6

I'm doing big batch inserts into an SQLite3 database and I'm trying to get a sense for what sort of performance I should be expecting versus what I'm actually seeing.

My table looks like this:

cursor.execute(
            "CREATE TABLE tweets(
             tweet_hash TEXT PRIMARY KEY ON CONFLICT REPLACE,
             tweet_id INTEGER,
             tweet_text TEXT)"
        )

and my inserts look like this:

cursor.executemany("INSERT INTO tweets VALUES (?, ?, ?)", to_write)

where to_write is a list of tuples.

Currently, with about 12 million rows in the database, inserting 50 000 rows is taking me around 16 minutes, running on a 2008 macbook.

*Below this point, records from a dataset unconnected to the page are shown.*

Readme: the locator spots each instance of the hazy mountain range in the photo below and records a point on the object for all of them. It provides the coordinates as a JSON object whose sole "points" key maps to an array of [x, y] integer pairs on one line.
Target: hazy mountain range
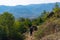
{"points": [[27, 11]]}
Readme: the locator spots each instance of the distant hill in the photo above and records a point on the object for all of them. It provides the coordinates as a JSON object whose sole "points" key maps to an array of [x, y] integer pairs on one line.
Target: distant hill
{"points": [[27, 11]]}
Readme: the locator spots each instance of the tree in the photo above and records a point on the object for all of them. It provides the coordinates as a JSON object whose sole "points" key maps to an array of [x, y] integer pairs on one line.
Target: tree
{"points": [[56, 10], [6, 21]]}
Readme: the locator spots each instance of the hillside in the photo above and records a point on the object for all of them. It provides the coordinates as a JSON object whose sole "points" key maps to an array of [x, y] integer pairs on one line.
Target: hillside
{"points": [[49, 30], [27, 11]]}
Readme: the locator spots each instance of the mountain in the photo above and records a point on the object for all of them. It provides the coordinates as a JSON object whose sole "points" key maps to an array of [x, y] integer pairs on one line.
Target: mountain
{"points": [[27, 11]]}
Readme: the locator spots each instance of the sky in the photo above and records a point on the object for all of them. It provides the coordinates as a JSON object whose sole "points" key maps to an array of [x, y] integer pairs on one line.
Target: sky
{"points": [[25, 2]]}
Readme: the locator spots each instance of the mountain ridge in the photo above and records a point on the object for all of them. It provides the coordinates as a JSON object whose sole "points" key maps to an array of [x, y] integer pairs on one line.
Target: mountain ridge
{"points": [[27, 11]]}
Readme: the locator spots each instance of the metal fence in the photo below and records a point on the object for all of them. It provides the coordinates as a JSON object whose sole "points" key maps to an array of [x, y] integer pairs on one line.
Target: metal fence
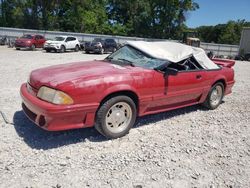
{"points": [[217, 49]]}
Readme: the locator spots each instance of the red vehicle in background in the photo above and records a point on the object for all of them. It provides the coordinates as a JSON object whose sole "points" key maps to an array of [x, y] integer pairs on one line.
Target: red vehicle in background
{"points": [[30, 42]]}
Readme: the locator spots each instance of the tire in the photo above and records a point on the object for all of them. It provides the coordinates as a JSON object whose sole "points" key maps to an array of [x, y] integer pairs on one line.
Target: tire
{"points": [[115, 117], [102, 51], [114, 49], [213, 100], [33, 47], [62, 49], [77, 48]]}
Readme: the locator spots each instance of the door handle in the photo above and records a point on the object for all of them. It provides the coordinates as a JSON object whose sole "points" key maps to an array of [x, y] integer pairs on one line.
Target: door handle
{"points": [[198, 76]]}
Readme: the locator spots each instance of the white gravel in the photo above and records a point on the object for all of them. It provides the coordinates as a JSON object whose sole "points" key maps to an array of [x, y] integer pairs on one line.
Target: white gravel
{"points": [[189, 147]]}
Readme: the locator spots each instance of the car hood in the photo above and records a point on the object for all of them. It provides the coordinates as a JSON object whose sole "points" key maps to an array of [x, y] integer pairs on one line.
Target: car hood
{"points": [[72, 74], [53, 42], [22, 40]]}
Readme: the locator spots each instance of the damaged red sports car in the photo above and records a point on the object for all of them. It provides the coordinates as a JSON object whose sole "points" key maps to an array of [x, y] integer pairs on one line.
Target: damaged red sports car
{"points": [[138, 79]]}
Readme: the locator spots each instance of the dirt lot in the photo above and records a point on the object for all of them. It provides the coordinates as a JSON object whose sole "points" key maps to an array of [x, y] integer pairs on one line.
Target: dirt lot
{"points": [[190, 147]]}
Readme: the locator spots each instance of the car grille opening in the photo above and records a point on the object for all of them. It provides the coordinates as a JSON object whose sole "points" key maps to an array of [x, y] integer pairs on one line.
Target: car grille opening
{"points": [[29, 113]]}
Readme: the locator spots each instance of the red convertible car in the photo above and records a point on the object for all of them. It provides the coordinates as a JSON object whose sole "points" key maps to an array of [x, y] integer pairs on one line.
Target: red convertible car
{"points": [[138, 79]]}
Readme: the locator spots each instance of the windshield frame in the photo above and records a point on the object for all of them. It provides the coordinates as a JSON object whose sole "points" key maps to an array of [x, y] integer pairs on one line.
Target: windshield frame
{"points": [[152, 63], [27, 36], [56, 39]]}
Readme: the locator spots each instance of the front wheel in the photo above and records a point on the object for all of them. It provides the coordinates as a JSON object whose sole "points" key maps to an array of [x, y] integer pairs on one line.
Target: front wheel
{"points": [[62, 49], [116, 116], [77, 48], [102, 51], [33, 47], [215, 96]]}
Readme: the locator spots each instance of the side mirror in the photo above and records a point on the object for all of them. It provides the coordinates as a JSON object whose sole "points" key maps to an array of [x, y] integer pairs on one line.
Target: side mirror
{"points": [[170, 71]]}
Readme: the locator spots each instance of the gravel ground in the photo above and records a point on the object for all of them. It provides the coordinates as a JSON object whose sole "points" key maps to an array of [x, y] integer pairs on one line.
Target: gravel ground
{"points": [[189, 147]]}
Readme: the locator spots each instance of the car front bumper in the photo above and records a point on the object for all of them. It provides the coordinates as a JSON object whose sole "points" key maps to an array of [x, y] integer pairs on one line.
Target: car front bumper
{"points": [[57, 117], [51, 47], [23, 45]]}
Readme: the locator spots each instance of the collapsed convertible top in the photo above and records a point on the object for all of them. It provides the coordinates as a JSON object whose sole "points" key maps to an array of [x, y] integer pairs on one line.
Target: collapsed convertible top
{"points": [[173, 52]]}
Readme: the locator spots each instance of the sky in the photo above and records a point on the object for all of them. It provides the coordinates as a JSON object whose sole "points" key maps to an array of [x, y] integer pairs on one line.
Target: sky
{"points": [[213, 12]]}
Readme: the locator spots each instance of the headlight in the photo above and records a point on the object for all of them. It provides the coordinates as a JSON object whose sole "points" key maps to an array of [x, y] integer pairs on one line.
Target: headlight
{"points": [[54, 96]]}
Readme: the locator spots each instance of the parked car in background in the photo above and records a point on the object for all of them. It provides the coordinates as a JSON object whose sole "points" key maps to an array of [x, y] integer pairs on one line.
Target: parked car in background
{"points": [[82, 45], [62, 43], [101, 46], [136, 80], [30, 42], [3, 40]]}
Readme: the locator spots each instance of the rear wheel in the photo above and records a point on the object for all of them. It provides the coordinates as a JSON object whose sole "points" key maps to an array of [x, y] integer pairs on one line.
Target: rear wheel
{"points": [[33, 47], [77, 48], [114, 49], [116, 116], [215, 96], [62, 49], [102, 51]]}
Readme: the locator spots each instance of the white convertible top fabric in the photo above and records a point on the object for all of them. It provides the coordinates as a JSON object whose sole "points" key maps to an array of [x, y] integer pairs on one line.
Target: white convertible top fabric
{"points": [[173, 52]]}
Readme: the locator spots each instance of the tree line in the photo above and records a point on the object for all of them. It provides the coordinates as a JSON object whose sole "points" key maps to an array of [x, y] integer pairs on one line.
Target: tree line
{"points": [[164, 19]]}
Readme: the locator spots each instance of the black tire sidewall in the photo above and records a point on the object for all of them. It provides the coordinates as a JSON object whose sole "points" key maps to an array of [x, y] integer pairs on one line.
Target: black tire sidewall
{"points": [[209, 105], [77, 48], [33, 47], [62, 49], [101, 116]]}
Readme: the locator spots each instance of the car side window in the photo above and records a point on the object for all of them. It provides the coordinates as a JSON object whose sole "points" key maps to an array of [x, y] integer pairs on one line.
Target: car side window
{"points": [[70, 39], [189, 64]]}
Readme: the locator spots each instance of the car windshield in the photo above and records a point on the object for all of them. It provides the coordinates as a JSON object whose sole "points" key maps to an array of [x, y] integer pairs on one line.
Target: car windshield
{"points": [[129, 55], [110, 40], [26, 37], [59, 39], [97, 40]]}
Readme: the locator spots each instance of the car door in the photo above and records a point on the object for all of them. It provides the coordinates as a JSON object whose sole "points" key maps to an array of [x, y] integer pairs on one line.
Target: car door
{"points": [[67, 43], [178, 90], [39, 41]]}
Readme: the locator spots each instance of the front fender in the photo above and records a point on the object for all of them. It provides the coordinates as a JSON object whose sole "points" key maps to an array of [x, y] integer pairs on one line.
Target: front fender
{"points": [[116, 89]]}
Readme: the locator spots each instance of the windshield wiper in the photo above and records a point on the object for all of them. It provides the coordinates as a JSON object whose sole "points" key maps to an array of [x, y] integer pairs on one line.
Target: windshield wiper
{"points": [[108, 58], [127, 62], [162, 66]]}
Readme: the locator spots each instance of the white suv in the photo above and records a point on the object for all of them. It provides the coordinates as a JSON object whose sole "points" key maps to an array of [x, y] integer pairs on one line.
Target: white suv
{"points": [[62, 43]]}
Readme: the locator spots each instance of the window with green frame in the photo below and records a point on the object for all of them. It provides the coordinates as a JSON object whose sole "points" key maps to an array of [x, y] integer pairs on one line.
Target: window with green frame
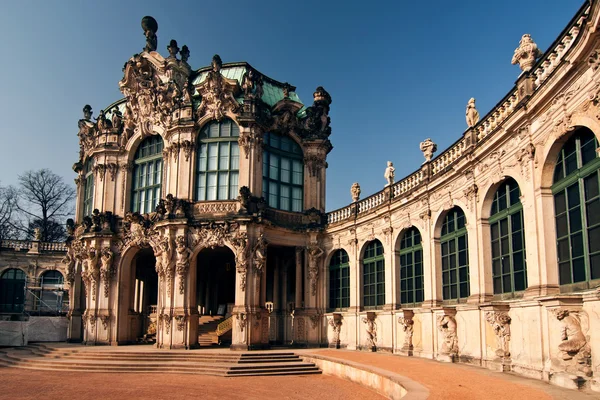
{"points": [[509, 270], [147, 175], [217, 162], [577, 211], [339, 280], [373, 276], [283, 173], [88, 188], [411, 268], [455, 256]]}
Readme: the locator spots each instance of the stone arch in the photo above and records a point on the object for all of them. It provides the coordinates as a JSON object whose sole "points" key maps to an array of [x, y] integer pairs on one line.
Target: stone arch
{"points": [[485, 203], [552, 149]]}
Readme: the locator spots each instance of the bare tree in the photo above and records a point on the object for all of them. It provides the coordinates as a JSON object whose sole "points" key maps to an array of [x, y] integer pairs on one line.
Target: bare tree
{"points": [[7, 208], [45, 201]]}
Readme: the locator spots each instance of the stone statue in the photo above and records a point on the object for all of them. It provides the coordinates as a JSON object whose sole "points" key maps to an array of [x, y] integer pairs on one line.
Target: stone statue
{"points": [[472, 114], [526, 54], [117, 119], [173, 49], [390, 173], [87, 112], [150, 27], [428, 148], [185, 54], [355, 191], [408, 328], [371, 331], [500, 322], [447, 325], [183, 260], [574, 349]]}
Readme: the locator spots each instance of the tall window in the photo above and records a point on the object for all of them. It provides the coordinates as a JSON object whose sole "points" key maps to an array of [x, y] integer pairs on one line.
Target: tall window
{"points": [[12, 291], [509, 271], [411, 268], [88, 190], [217, 167], [577, 211], [147, 175], [339, 280], [455, 256], [283, 173], [373, 275]]}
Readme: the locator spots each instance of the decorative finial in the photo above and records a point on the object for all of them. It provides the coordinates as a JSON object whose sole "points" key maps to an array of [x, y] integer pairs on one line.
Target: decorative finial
{"points": [[472, 114], [390, 173], [87, 112], [428, 148], [185, 53], [526, 54], [150, 27], [217, 63], [173, 49], [355, 191]]}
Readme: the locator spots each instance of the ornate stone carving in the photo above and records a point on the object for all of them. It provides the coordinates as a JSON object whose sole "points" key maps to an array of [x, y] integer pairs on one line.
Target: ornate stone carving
{"points": [[217, 92], [150, 27], [355, 191], [574, 350], [472, 115], [183, 254], [447, 326], [180, 321], [526, 54], [390, 173], [371, 330], [106, 270], [407, 323], [500, 321], [314, 254], [428, 148], [240, 243]]}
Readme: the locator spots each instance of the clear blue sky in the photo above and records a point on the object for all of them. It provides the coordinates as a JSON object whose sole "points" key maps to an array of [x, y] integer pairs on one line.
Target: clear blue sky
{"points": [[398, 71]]}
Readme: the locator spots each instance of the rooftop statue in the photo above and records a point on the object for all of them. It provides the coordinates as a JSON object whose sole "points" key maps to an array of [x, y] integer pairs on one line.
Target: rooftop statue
{"points": [[526, 54], [150, 27], [390, 173], [472, 114]]}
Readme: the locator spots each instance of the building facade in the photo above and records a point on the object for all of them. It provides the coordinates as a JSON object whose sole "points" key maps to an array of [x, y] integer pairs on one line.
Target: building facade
{"points": [[202, 192]]}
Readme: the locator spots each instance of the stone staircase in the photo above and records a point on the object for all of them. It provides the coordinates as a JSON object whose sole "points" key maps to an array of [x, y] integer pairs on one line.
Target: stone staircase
{"points": [[207, 330], [149, 360]]}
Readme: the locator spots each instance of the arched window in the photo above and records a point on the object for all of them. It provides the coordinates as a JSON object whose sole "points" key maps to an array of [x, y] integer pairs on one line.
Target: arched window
{"points": [[373, 275], [339, 280], [509, 271], [88, 191], [577, 211], [283, 173], [411, 268], [147, 175], [455, 256], [12, 291], [217, 164]]}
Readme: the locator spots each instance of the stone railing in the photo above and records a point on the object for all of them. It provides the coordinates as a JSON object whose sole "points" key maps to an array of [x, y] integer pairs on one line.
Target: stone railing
{"points": [[19, 245], [541, 71]]}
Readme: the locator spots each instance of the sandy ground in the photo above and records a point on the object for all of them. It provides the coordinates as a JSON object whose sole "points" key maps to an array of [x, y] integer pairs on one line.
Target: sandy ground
{"points": [[455, 381], [29, 384]]}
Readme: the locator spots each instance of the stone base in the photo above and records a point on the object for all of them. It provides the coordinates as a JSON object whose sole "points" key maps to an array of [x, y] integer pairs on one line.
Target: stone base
{"points": [[447, 358]]}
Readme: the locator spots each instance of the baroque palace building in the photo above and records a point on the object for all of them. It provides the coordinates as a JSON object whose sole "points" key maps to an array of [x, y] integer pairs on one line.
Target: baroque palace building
{"points": [[202, 194]]}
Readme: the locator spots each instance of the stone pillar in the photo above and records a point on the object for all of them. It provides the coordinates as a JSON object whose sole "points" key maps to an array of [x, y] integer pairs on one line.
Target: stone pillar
{"points": [[298, 299]]}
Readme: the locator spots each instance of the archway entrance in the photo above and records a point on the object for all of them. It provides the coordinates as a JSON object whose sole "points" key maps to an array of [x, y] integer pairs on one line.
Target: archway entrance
{"points": [[143, 295], [215, 293]]}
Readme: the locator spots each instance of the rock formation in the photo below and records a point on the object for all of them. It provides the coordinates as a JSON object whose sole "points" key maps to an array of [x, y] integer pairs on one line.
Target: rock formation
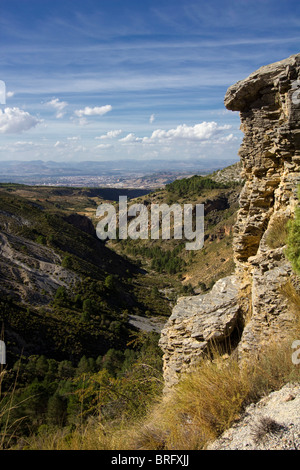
{"points": [[249, 307]]}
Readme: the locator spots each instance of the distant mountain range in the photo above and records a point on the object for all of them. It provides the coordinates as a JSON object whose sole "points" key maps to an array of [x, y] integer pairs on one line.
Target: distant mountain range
{"points": [[9, 170]]}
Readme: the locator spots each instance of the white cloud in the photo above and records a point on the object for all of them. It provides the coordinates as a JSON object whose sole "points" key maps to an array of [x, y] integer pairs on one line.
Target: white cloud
{"points": [[104, 146], [110, 134], [58, 105], [129, 138], [15, 120], [96, 111], [199, 132]]}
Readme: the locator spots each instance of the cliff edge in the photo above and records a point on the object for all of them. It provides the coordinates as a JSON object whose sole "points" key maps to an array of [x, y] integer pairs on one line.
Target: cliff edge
{"points": [[250, 307]]}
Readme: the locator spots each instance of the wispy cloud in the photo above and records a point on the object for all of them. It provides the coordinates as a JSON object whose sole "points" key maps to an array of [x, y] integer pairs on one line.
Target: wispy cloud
{"points": [[58, 105], [110, 135], [15, 121], [96, 111]]}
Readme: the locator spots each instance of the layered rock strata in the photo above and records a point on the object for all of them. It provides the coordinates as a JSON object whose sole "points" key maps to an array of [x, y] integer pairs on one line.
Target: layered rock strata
{"points": [[253, 298]]}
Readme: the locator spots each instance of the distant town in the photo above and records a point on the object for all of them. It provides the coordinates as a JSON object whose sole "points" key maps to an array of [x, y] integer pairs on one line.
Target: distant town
{"points": [[121, 174]]}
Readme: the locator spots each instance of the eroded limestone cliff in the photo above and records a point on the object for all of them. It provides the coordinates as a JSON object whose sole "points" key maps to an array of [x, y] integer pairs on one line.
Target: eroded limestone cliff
{"points": [[249, 307]]}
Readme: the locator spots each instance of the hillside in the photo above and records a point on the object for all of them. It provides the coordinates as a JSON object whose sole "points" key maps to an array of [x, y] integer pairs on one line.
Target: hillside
{"points": [[72, 304]]}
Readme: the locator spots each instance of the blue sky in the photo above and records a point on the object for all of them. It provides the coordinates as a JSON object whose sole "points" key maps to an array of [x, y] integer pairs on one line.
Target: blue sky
{"points": [[111, 79]]}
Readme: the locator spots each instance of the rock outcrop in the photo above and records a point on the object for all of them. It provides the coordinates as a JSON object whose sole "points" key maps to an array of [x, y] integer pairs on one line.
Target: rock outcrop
{"points": [[252, 299], [271, 424]]}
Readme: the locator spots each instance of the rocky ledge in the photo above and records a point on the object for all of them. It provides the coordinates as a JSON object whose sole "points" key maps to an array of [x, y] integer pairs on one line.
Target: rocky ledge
{"points": [[250, 305]]}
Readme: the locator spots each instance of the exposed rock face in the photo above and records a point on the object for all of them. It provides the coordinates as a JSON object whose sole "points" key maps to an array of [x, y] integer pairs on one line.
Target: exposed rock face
{"points": [[270, 155], [271, 424], [197, 322]]}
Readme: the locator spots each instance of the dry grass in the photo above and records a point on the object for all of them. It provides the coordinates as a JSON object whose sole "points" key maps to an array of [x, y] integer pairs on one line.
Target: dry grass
{"points": [[205, 403]]}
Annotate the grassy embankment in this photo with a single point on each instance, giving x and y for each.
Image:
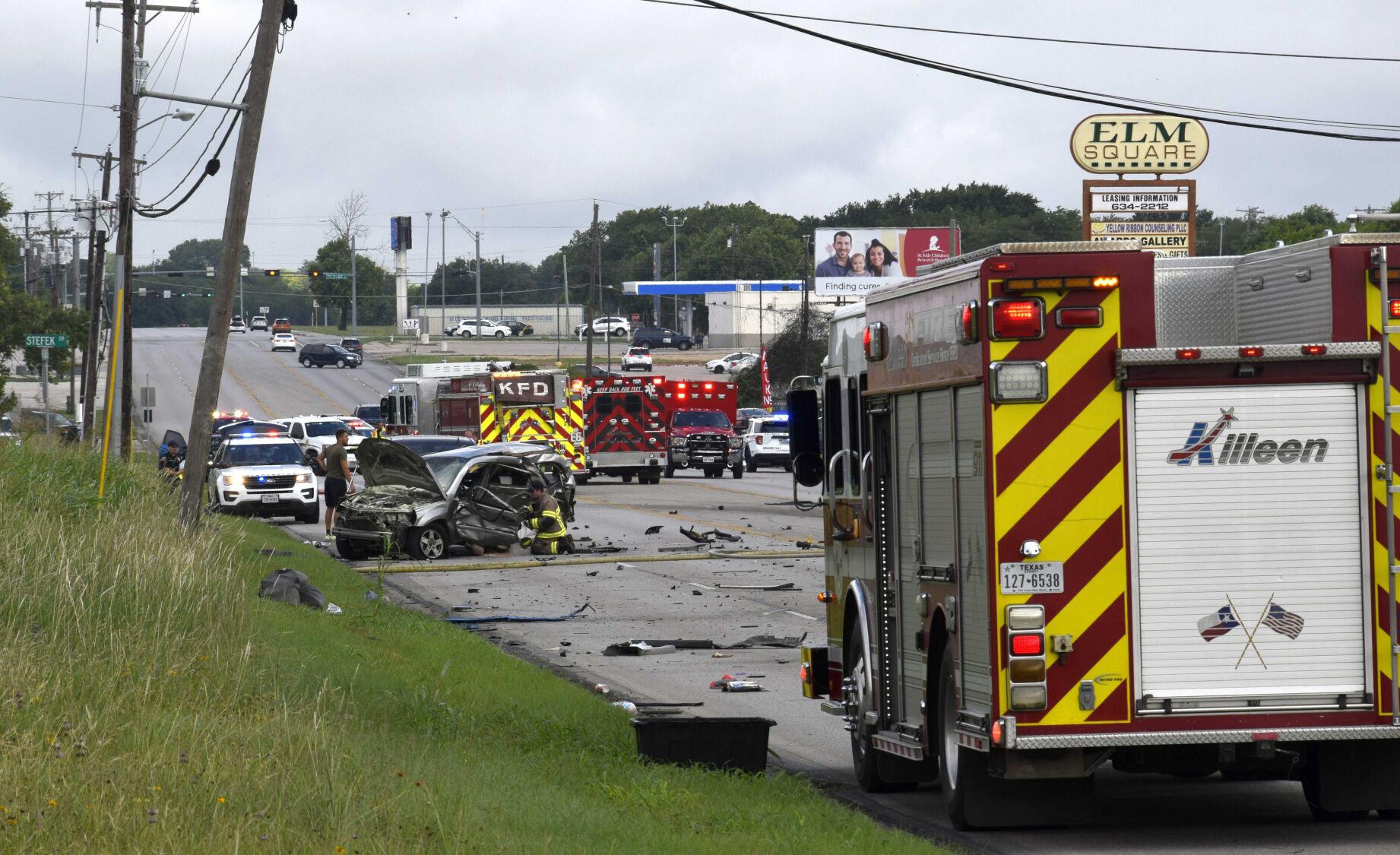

Does this sound reasonable, or is there something gross happening?

cmyr
  • 2,235
  • 21
  • 30
  • Have you tried inserting multiple values in each query? Maybe not all of them at once, since you would have to create a very large string, but maybe 100 each? In my experience this improves insertion speed a lot. – Gustav Larsson Jul 25 '13 at 20:02
  • @GustavLarsson: `executemany` is supposed to take advantage of preparing the query and streaming in the per-row columns *already*. – Martijn Pieters Jul 25 '13 at 20:03
  • @GustavLarsson: How were you proposing creating multiple inserts? `execute()` and `executemany()` only allow for *one* statement. – Martijn Pieters Jul 25 '13 at 20:04
  • 1
    i think something like `for i in range(0,len(my_list),100):execute_many(qry,my_list[i:i+100])` at a guess – Joran Beasley Jul 25 '13 at 20:31
  • Personally, I've never used `executemany`, so I don't know exactly how that works, or what optimization it gives you. What I was thinking of was doing something like `"INSERT INTO tweets VALUES (1, 2, 3), (4, 5, 6)"` (in newer version of sqlite3, but there are work around in older), which I know is much faster than separate inserts. Maybe this method can be combined with `executemany` to make it buffered? – Gustav Larsson Jul 25 '13 at 21:01
  • 2
    Does `executemany` use transactions? If not, sqlite will internally wrap each and every insert statement with an implicit transaction, which can cause a *huge* performance hit on bulk inserts. See these for a little more info: http://www.sqlite.org/faq.html#q19 or http://stackoverflow.com/questions/3852068/sqlite-insert-very-slow – rutter Jul 25 '13 at 21:24
  • 16 minutes is a lot slower than I would expect. I think there is a good chance that @rutter comments are correct and each insert is being executed within an implicit transaction. I would store a large .sql file (or just a large string) with all of the inserts wrapped within a transaction(as discussed in the article above) and see how long this takes. – ChrisProsser Jul 25 '13 at 22:25
  • for some follow up I was never really able to satisfactorily resolve this problem. I did find better results with using smaller transaction sizes (around 1k entries) but still had performance problems, and ended up switching to gdbm, which is working better for this project. – cmyr Sep 16 '13 at 22:30

1 Answers1

8

As I understand the main reason of bad performance is time you waste to commit many SQLite transactions. What to do?

Drop the indexes, then

PRAGMA synchronous = OFF (or NORMAL)

Insert blocks of N rows (define N, try N=5000 to start). Before inserting block do

BEGIN TRANSACTION

after inserting do

COMMIT

See also http://www.sqlite.org/faq.html#q19

drastega
  • 1,581
  • 5
  • 30
  • 42